Hal ini supaya ia tidak terkena najis. Ulama Hanafi menambahkan, makruh juga berwudhu menggunakan air lebihan yang pernah digunakan oleh wanita. Ataupun, berwudhu dalam masjid kecuali jika dilakukan dalam wadah atau dalam tempat yang memang disediakan untuknya. Ini semua disebabkan karena ia dikhawatirkan akan membasahi masjid.
Ulama madzhab Hambali (Kasysyaful Qina’ jilid 1 halaman 20; Al-Mughni jilid 1 halaman 143) mengatakan bahwa makruh mengucurkan air wudhu dan air mandi ke dalam masjid atau ke tempat yang diinjak oleh banyak orang, seperti ke jalan raya. Ini adalah untuk menjaga kesucian air wudhu, karena ia memiliki kehormatan. Selain itu, ia adalah kesan dari suatu ibadah. Boleh berwudhu dan mandi dalam masjid jika ia tidak menyusahkan siapa pun dan tidak mengotori masjid. Hal ini karena air yang berpisah dari anggota wudhu itu memiliki hukum suci.

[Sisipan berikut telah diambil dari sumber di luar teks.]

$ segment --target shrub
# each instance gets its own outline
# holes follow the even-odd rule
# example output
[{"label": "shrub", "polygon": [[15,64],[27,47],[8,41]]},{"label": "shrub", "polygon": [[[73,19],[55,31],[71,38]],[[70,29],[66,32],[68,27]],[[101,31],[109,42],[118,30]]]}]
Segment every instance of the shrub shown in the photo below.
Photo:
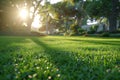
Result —
[{"label": "shrub", "polygon": [[110,33],[109,32],[104,32],[100,35],[101,37],[109,37]]},{"label": "shrub", "polygon": [[86,30],[84,30],[84,29],[82,29],[82,28],[78,28],[78,33],[79,33],[80,35],[84,35],[84,34],[86,34]]},{"label": "shrub", "polygon": [[94,34],[97,31],[98,25],[92,25],[90,27],[90,31],[88,32],[89,34]]}]

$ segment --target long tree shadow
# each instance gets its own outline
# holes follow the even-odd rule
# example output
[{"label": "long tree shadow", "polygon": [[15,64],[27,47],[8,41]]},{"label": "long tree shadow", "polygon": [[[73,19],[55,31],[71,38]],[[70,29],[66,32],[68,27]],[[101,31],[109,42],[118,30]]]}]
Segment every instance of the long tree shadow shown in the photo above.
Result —
[{"label": "long tree shadow", "polygon": [[[103,61],[94,62],[96,57],[94,55],[79,55],[60,48],[53,48],[37,38],[31,38],[31,40],[41,46],[45,50],[45,55],[49,55],[49,61],[59,68],[62,74],[60,80],[101,80],[108,75],[104,72],[108,66],[104,66]],[[97,57],[101,58],[101,56]]]},{"label": "long tree shadow", "polygon": [[70,41],[77,41],[77,42],[88,42],[92,44],[102,44],[102,45],[110,45],[110,46],[120,46],[120,41],[112,41],[112,40],[107,40],[107,41],[102,41],[102,40],[76,40],[76,39],[69,39]]}]

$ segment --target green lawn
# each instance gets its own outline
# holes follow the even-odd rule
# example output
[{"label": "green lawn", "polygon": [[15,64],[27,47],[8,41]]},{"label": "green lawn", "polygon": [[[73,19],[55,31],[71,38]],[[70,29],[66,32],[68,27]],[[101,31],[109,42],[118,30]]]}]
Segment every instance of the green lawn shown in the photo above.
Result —
[{"label": "green lawn", "polygon": [[120,38],[1,36],[0,80],[120,80]]}]

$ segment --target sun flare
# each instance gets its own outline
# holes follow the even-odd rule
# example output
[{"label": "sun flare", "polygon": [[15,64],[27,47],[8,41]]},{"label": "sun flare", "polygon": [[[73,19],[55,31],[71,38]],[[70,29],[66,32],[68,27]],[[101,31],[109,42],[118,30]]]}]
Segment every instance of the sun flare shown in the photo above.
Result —
[{"label": "sun flare", "polygon": [[27,10],[26,9],[21,9],[20,10],[20,17],[25,20],[27,18],[27,16],[28,16]]}]

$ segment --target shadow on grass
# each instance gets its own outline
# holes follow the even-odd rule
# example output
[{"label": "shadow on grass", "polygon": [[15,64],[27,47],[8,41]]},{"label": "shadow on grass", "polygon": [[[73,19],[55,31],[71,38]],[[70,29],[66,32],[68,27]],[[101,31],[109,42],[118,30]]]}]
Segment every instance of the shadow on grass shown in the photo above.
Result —
[{"label": "shadow on grass", "polygon": [[110,46],[120,46],[120,41],[109,41],[109,39],[107,41],[105,41],[103,39],[102,40],[78,40],[78,39],[69,39],[70,41],[77,41],[77,42],[87,42],[87,43],[92,43],[92,44],[96,44],[96,45],[110,45]]},{"label": "shadow on grass", "polygon": [[22,47],[12,44],[20,42],[24,42],[24,39],[15,37],[0,37],[0,80],[15,79],[15,60],[19,57],[19,51]]},{"label": "shadow on grass", "polygon": [[[98,63],[94,62],[94,55],[78,55],[60,48],[53,48],[37,38],[31,38],[31,40],[41,46],[45,50],[45,55],[49,55],[49,61],[60,69],[62,75],[58,80],[101,80],[103,78],[107,80],[111,77],[116,79],[115,75],[113,77],[111,76],[113,74],[105,72],[108,66],[104,66],[102,60]],[[101,56],[98,56],[99,58]]]}]

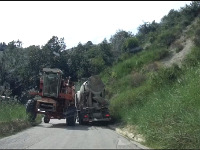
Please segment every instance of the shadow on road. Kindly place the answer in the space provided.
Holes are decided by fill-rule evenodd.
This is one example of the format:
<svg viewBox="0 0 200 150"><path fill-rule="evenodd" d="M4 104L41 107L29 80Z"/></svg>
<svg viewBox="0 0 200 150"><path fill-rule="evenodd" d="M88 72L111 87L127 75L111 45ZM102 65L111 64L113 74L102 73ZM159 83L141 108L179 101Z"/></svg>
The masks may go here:
<svg viewBox="0 0 200 150"><path fill-rule="evenodd" d="M89 130L89 126L83 126L76 123L75 126L67 126L66 123L51 124L48 128L60 128L66 130Z"/></svg>

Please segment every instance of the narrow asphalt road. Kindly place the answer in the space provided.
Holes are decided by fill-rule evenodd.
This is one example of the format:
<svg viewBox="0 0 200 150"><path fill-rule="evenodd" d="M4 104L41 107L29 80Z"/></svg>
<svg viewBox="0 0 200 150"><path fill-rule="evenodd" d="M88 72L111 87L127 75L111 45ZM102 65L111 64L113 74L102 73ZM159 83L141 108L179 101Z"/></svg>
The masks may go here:
<svg viewBox="0 0 200 150"><path fill-rule="evenodd" d="M101 125L66 126L65 120L42 122L0 139L0 149L142 149Z"/></svg>

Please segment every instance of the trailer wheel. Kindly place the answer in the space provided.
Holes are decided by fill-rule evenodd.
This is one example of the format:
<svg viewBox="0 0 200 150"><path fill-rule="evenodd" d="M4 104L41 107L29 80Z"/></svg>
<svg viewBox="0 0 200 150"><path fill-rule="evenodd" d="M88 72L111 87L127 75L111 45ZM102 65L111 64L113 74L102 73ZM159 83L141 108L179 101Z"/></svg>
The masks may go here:
<svg viewBox="0 0 200 150"><path fill-rule="evenodd" d="M103 121L103 122L102 122L102 125L103 125L103 126L107 126L108 124L109 124L108 121Z"/></svg>
<svg viewBox="0 0 200 150"><path fill-rule="evenodd" d="M80 124L80 125L86 125L86 124L87 124L87 122L84 122L84 121L83 121L83 118L81 117L80 114L79 114L79 124Z"/></svg>
<svg viewBox="0 0 200 150"><path fill-rule="evenodd" d="M69 106L67 109L66 123L68 126L75 126L76 123L76 107Z"/></svg>
<svg viewBox="0 0 200 150"><path fill-rule="evenodd" d="M44 123L49 123L49 122L50 122L50 118L47 115L45 115L44 116Z"/></svg>
<svg viewBox="0 0 200 150"><path fill-rule="evenodd" d="M36 100L30 99L26 103L26 113L28 114L28 120L31 122L35 121L35 118L37 117L37 113L35 111L36 102Z"/></svg>

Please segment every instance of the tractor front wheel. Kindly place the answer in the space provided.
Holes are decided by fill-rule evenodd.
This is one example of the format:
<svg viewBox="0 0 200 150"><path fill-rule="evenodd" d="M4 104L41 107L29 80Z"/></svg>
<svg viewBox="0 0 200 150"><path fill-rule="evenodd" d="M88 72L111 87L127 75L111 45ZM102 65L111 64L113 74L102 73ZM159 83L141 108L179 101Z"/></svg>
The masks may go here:
<svg viewBox="0 0 200 150"><path fill-rule="evenodd" d="M76 123L76 107L75 106L68 107L66 123L68 126L75 126L75 123Z"/></svg>
<svg viewBox="0 0 200 150"><path fill-rule="evenodd" d="M30 99L26 103L26 113L28 114L29 121L33 122L35 121L35 118L37 117L36 113L36 100Z"/></svg>
<svg viewBox="0 0 200 150"><path fill-rule="evenodd" d="M49 122L50 122L50 118L47 115L45 115L44 116L44 123L49 123Z"/></svg>

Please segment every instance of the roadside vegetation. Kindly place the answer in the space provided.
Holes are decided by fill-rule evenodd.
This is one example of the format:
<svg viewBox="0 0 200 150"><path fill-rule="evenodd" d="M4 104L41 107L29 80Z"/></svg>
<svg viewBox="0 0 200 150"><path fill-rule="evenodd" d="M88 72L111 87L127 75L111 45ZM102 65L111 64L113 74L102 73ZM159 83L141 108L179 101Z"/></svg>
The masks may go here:
<svg viewBox="0 0 200 150"><path fill-rule="evenodd" d="M15 41L2 43L0 95L18 95L19 104L0 104L0 130L12 129L15 121L19 122L18 129L29 126L24 107L27 92L38 86L43 67L57 67L72 80L99 74L106 84L114 121L134 126L145 138L144 145L199 149L199 12L200 2L192 1L180 10L170 10L160 23L144 22L136 35L118 30L109 41L79 43L63 52L56 36L41 48L17 48ZM176 53L184 48L183 43L176 42L182 36L194 42L190 54L181 66L164 66L160 61L171 54L172 44ZM0 135L4 133L0 131Z"/></svg>
<svg viewBox="0 0 200 150"><path fill-rule="evenodd" d="M30 122L25 112L25 107L15 101L0 102L0 138L41 123L41 115L35 122Z"/></svg>

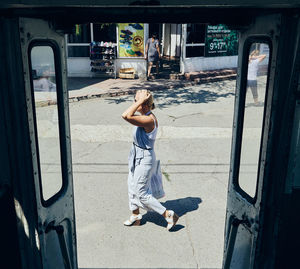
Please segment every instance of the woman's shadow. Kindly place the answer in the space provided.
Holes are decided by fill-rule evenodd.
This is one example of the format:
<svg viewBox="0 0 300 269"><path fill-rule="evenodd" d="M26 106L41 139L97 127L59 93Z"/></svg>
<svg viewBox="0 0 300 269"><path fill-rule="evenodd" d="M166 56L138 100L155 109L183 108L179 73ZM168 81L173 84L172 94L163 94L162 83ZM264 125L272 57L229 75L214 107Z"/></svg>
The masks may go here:
<svg viewBox="0 0 300 269"><path fill-rule="evenodd" d="M198 197L186 197L180 198L176 200L168 200L166 202L162 202L161 204L167 208L167 210L173 210L179 217L182 217L188 212L197 210L199 208L199 204L202 202L201 198ZM153 222L156 225L167 227L167 222L163 216L148 211L141 220L141 225L146 224L147 222ZM176 224L170 231L177 232L184 228L183 225Z"/></svg>

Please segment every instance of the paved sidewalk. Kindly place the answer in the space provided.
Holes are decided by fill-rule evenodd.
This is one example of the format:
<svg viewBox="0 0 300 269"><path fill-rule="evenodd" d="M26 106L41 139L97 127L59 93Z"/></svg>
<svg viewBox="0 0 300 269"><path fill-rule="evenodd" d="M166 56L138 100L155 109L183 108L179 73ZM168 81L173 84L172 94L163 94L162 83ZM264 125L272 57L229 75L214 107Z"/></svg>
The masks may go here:
<svg viewBox="0 0 300 269"><path fill-rule="evenodd" d="M101 79L101 78L68 78L69 101L76 102L98 97L113 97L134 93L136 90L149 89L163 91L174 88L184 88L202 83L235 79L234 70L218 70L188 73L185 79ZM35 92L36 106L56 104L55 93Z"/></svg>

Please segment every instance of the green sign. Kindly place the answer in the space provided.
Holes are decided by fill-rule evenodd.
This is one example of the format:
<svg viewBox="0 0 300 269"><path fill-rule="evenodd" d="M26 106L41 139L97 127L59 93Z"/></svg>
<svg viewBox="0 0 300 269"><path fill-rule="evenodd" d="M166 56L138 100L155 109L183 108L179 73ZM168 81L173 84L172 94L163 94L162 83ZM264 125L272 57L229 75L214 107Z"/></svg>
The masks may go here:
<svg viewBox="0 0 300 269"><path fill-rule="evenodd" d="M205 57L232 56L237 54L237 31L228 29L228 27L224 24L207 25Z"/></svg>

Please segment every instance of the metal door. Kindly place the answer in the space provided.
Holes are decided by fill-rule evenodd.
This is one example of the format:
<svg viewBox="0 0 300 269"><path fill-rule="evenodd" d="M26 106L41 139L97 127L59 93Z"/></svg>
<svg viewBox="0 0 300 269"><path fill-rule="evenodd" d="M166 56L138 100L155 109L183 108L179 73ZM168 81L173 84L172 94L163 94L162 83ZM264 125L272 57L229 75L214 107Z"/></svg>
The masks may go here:
<svg viewBox="0 0 300 269"><path fill-rule="evenodd" d="M65 39L48 21L19 19L43 268L77 268Z"/></svg>
<svg viewBox="0 0 300 269"><path fill-rule="evenodd" d="M271 15L240 31L223 268L258 266L280 28L281 16Z"/></svg>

F. Mengusap leher dengan air menurut pendapat jumhur ulama selain ulama madzhab Hanafi

Hal ini karena menurut pendapat mereka, perbuatan tersebut dianggap sebagai perbuatan yang melampaui batas dalam beribadah dan juga menyusahkan. Ulama madzhab Syafi'i juga berkata, tidak disunnahkan mengusap leher karena tidak terdapat nash yang tetap mengenai hal itu. An-Nawawi berkata perbuatan tersebut adalah bid'ah. Begitu juga, ulama Maliki berpendapat bahwa ia adalah bid'ah yang dimakruhkan (Mughnil Muhtaj jilid 1 halaman 60; Asy-Syarhush Shaghir jilid 1 halaman 128).

G. Tindakan yang berlebihan (mubalaghah)

Dalam melakukan madhmadhah (berkumur) dan istinsyaq oleh orang yang berpuasa. Perbuatan ini dimakruhkan karena dikhawatirkan akan membatalkan puasa.

H. Tidak meninggalkan salah satu sunnah dari beberapa sunnah wudhu yang telah dijelaskan sebelum ini, berdasarkan pendapat berbagai madzhab

Ulama madzhab Hambali umpamanya mengatakan bahwa makruh bagi setiap orang melakukan istintsar, membersihkan hidung dan kotorannya, membuka sepatu, dan mengambil sesuatu dari tangan orang lain dan sejenisnya dengan tangan kanan, sedangkan dia mampu menggunakan tangan kiri (Kasysyaful Qina’ jilid 1 halaman 118).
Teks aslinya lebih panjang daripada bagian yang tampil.